Dans un autre registre, le rapport indique que les autorités marocaines «refusent aux organisations chrétiennes constituées de citoyens locaux le droit au mariage chrétien ou civil ainsi que l’accès aux services funéraires spécifiques, ou le droit de créer de nouvelles églises». Dans ce sens, le Maroc continue d’autoriser l’activité de 44 églises chrétiennes enregistrées à l’étranger. Certains pasteurs étrangers ont rapporté, pour leur part, que «les citoyens chrétiens en général n’assistent pas aux offices, par crainte d’être harcelés». Quant aux résidents étrangers et aux visiteurs occasionnels, ils peuvent officier sans restriction.
Concernant les musulmans chiites, «le gouvernement a continué à refuser d’autoriser la création d’associations et a empêché les chiites d’organiser leurs cérémonies rituelles», dans un contexte où «il n’existe pas de mosquées chiites ni husseinites connues dans le pays», ajoute le rapport.

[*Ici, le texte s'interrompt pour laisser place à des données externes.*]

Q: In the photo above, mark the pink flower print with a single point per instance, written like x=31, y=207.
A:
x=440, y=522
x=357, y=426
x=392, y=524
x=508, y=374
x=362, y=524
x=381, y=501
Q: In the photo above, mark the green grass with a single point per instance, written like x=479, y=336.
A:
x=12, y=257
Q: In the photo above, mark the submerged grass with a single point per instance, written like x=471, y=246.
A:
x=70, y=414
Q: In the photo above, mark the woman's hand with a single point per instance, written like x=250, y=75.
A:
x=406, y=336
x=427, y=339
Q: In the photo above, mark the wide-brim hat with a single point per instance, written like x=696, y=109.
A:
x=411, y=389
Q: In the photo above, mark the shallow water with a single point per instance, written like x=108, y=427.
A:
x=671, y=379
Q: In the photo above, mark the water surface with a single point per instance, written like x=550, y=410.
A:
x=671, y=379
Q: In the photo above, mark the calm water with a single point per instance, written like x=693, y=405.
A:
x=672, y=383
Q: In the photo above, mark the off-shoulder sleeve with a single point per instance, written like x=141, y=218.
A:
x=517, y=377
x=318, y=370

Les libertés religieuses ne sont pas encore assez ancrées en société
Dans un autre volet consacré également à la situation au Maroc, le rapport a constaté que le gouvernement a fait évoluer le programme de l’enseignement religieux dans le système éducatif national primaire et secondaire, à travers «des réformes fondées sur les valeurs universelles de liberté, d’empathie et de solidarité». «Depuis le début de la révision en 2016, 29 manuels scolaires ont été revus. D’autres modifications se sont poursuivies au cours de l’année», indique-t-on.
Par ailleurs, le rapport souligne que l’Etat marocain a continué à soutenir la restauration des synagogues et des cimetières juifs à travers le pays, à travers des directives royales pour préserver le patrimoine religieux et culturel du pays, servant de symbole de tolérance. Cependant, les représentants des minorités religieuses, surtout chrétiennes, font part de «peur du harcèlement sociétal, y compris l’ostracisme par les familles des convertis, la discrimination dans l’emploi et la violence potentielle par des ‘extrémistes’». Ces facteurs poussent beaucoup à pratiquer leurs croyances dans la sphère privée uniquement, à l’écart de tous les espaces publics.
A ce titre, des groupes chiites ont rapporté avoir observé l’Achoura «en secret, pour éviter le harcèlement de la société». «Les musulmans chiites ont déclaré que beaucoup évitaient de révéler leur appartenance cultuelle dans les régions où ils sont encore plus minoritaires», souligne la même source, qui ajoute que les processions publiques de l’Achoura sont autorisées conformément au rite sunnite uniquement.
Les citoyens convertis disent, par ailleurs, avoir subi «des pressions sociales de la part de familles et d’amis musulmans pour qu’ils se reconvertissent à l’islam ou qu’ils renoncent à leur foi chrétienne». Certains jeunes chrétiens vivant encore au sein de leurs familles musulmanes n’auraient pas divulgué leur foi, par crainte d’être rejetés par leurs proches.
D’autre part, les citoyens juifs déclarent continuer à vivre pleinement leur foi, en assistant notamment aux rassemblements religieux dans les synagogues, en toute sécurité. Ils ont indiqué aussi qu’ils pouvaient visiter régulièrement les lieux de culte juif et organiser leurs cérémonies rituelles. Dans ce sens, les visites touristiques à caractère religieux se sont accrues sur les sites du patrimoine juif.